9. La Nouvelle-Calédonie fait valoir que Mme A ne pourrait solliciter des créances antérieures au 1er janvier 2021 dès lors que celles-ci sont prescrites en application de l'article 1er de la loi du 31 décembre 1968. Cependant, l'intéressée ayant adressé une réclamation préalable écrite le 19 juin 2024, elle est fondée à demander la réparation de son préjudice pour des créances nées au cours de l'année 2020 et dont la prescription avait commencé à courir le 1er janvier de l'année 2021. Dans ces conditions, l'exception de prescription quadriennale doit être écartée.
En ce qui concerne la responsabilité :
S'agissant du cadre juridique applicable :
10. Aux termes de l'article L. 1544-8-1 du code de la santé publique : " I. - Les agents exerçant en Polynésie française et en Nouvelle-Calédonie des fonctions identiques à celles exercées par les agents mentionnés à l'article L. 1421-1 disposent, pour l'exercice de leurs missions, des prérogatives mentionnées aux articles L. 1421-2 à L. 1421-3, dans leur rédaction résultant de l'ordonnance n° 2013-1183 du 19 décembre 2013 relative à l'harmonisation des sanctions pénales et financières relatives aux produits de santé et à l'adaptation des prérogatives des autorités et des agents chargés de constater les manquements. / Pour l'application de l'article L. 1421-2-1, la référence au code de procédure civile est remplacée, en Nouvelle-Calédonie, par la référence au code de procédure civile de la Nouvelle-Calédonie et, en Polynésie française, par la référence au code de procédure civile de la Polynésie française. / L'article L. 1427-1, dans sa rédaction résultant de l'ordonnance n° 2013-1183 du 19 décembre 2013 précitée, est applicable en Polynésie française et en Nouvelle-Calédonie s'il est fait obstacle aux fonctions exercées par les agents mentionnés au premier alinéa du présent I. / II. - Pour l'exercice de ces prérogatives, les agents mentionnés au premier alinéa du I du présent article exerçant en Nouvelle-Calédonie sont habilités et assermentés pour rechercher et constater les infractions pénales intervenant dans les domaines définis au 4° de l'article 22 et mentionnées à l'article 86 de la loi organique n° 99-209 du 19 mars 1999 relative à la Nouvelle-Calédonie ". Aux termes de l'article L. 1545-3 du même code : " Les articles L. 1421-1, L. 1421-2 premier alinéa, L. 1421-2-1, L. 1421-3 et L. 1427-1, dans leur rédaction résultant de l'ordonnance n°2013-1183 du 19 décembre 2013 relative à l'harmonisation des sanctions pénales et financières relatives aux produits de santé et à l'adaptation des prérogatives des autorités et des agents chargés de constater les manquements, sont applicables en Polynésie française et en Nouvelle-Calédonie pour le contrôle du respect des dispositions du présent code et des règlements pris pour son application qui y sont rendus applicables ".
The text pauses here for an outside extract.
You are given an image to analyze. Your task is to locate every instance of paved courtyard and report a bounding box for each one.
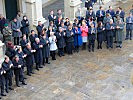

11. Aux termes de l'article 7 de la délibération n° 418 du 26 novembre 2008 instituant un régime indemnitaire au profit des agents exerçant leurs fonctions au sein des services et institutions de la Nouvelle-Calédonie : " Les agents affectés dans les services et institutions de la Nouvelle-Calédonie, et exerçant des fonctions de contrôle ou d'inspection, telles que définies par arrêté du gouvernement de la Nouvelle-Calédonie, peuvent bénéficier, dans les conditions du présent titre, d'une prime dite " de contrôle ou d'inspection " afin de compenser : / - les risques de tensions fortes avec les administrés ; / - leur nécessaire disponibilité en cas de crise ; /- les responsabilités liées à la sécurité des biens et des personnes ". L'article 9 de la même délibération dispose que : " Cette prime est exclusive du bénéfice de toute autre prime ayant le même objet ou traitement indiciaire lié à l'exercice d'un emploi fonctionnel ".
12. Aux termes de l'article 1er de l'arrêté n° 2009-597/GNC du 10 février 2009 pris en application de l'article 7 de la délibération n° 418 du 26 novembre 2008 instituant un régime indemnitaire au profit des agents exerçant leurs fonctions au sein des services et institutions de la Nouvelle-Calédonie : " En application de l'article 7 de la délibération du 26 novembre 2008 susvisée, les fonctions de contrôle sont les suivantes : / () / - contrôleur sanitaire et social ; / () ". Aux termes de l'article 2 du même arrêté : " En application de l'article 7 de la délibération du 26 novembre 2008 susvisée, les fonctions d'inspection sont les suivantes : / () / - inspecteur sanitaire et social ; / () ".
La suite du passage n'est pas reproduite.